Ia menjelaskan bahwa keberhasilan meraih Zona Hijau tidak terlepas dari berbagai pembenahan yang dilakukan di lingkungan pemerintahan daerah.

Perbaikan tersebut mencakup penyusunan standar pelayanan yang lebih jelas, penyederhanaan alur layanan agar lebih efisien, hingga penguatan sistem pengaduan masyarakat.

Langkah-langkah tersebut dinilai berkontribusi terhadap peningkatan kualitas layanan publik di berbagai sektor pemerintahan daerah.

Meski demikian, Syahrial mengingatkan seluruh jajaran perangkat daerah agar tidak terlena dengan capaian tersebut.

Ia menegaskan bahwa hasil penilaian Ombudsman masih mencatat potensi maladministrasi yang perlu segera diantisipasi.

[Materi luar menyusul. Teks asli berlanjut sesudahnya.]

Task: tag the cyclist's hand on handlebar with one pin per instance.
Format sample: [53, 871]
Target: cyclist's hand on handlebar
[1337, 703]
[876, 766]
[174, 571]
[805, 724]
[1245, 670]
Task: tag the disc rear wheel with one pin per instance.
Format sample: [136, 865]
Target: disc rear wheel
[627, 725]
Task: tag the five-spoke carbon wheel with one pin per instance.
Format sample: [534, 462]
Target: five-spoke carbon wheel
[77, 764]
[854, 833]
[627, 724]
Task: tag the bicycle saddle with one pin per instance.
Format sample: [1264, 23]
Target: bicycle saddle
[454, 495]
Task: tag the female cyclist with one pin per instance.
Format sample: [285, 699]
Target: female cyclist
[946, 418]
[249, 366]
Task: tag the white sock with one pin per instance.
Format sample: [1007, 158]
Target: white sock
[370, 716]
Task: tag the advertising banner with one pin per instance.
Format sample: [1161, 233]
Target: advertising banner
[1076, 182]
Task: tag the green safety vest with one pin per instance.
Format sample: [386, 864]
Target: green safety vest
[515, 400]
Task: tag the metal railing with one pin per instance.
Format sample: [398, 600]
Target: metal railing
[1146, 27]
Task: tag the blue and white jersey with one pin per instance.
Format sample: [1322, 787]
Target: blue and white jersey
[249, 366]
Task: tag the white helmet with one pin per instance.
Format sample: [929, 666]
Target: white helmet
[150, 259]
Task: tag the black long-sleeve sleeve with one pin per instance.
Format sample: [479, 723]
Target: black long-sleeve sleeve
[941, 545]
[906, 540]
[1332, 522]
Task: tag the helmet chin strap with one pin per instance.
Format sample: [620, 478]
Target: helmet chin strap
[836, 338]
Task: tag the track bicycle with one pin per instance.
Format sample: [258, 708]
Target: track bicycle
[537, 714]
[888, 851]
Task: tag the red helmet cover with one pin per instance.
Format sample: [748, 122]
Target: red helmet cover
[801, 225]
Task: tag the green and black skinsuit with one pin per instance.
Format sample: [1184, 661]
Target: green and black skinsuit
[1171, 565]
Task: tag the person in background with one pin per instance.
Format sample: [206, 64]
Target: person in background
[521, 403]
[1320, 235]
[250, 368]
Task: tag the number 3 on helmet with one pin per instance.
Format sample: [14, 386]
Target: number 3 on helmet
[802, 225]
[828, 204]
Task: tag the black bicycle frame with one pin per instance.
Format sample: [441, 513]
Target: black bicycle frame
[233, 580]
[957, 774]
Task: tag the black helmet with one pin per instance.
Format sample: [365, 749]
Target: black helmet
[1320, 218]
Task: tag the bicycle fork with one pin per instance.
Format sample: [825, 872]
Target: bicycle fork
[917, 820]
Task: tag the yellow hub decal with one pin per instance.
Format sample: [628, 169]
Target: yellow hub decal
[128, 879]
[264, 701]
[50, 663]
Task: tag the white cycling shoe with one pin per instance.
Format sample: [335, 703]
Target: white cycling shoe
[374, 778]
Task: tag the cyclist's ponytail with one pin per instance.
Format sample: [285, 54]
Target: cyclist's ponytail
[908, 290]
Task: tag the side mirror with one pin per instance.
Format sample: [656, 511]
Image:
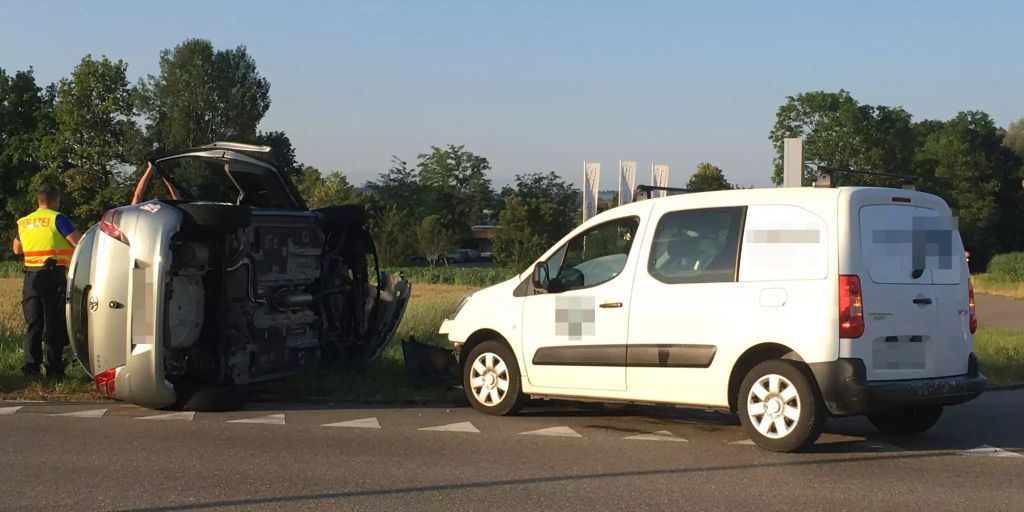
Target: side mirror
[541, 279]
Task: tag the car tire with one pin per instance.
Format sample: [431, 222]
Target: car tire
[489, 367]
[214, 216]
[780, 407]
[906, 421]
[209, 398]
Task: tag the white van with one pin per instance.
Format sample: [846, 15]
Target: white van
[782, 304]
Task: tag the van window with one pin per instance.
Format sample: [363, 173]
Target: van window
[896, 240]
[696, 246]
[594, 256]
[783, 243]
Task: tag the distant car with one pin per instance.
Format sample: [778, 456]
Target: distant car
[181, 303]
[780, 305]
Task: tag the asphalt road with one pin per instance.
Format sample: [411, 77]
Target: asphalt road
[104, 458]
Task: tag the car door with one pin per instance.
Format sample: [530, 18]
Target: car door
[573, 334]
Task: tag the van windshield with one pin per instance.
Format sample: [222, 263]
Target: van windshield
[904, 244]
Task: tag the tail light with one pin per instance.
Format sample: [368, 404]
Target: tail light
[971, 305]
[851, 307]
[104, 383]
[111, 225]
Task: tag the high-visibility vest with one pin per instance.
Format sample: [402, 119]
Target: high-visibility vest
[41, 240]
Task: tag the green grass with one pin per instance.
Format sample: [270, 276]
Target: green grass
[459, 275]
[1001, 354]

Menurutnya, predikat Zona Hijau harus dipandang sebagai motivasi untuk terus melakukan evaluasi dan perbaikan terhadap sistem pelayanan publik.

Syahrial mengibaratkan status Zona Hijau tersebut seperti opini Wajar Tanpa Pengecualian (WTP) dalam laporan keuangan pemerintah.

"Artinya, meskipun pelayanan publik kita sudah berada pada kategori baik, namun tetap ada 'catatan' perbaikan yang harus dibenahi. Predikat ini jangan dianggap sebagai hasil akhir yang sempurna, melainkan motivasi untuk evaluasi," jelasnya.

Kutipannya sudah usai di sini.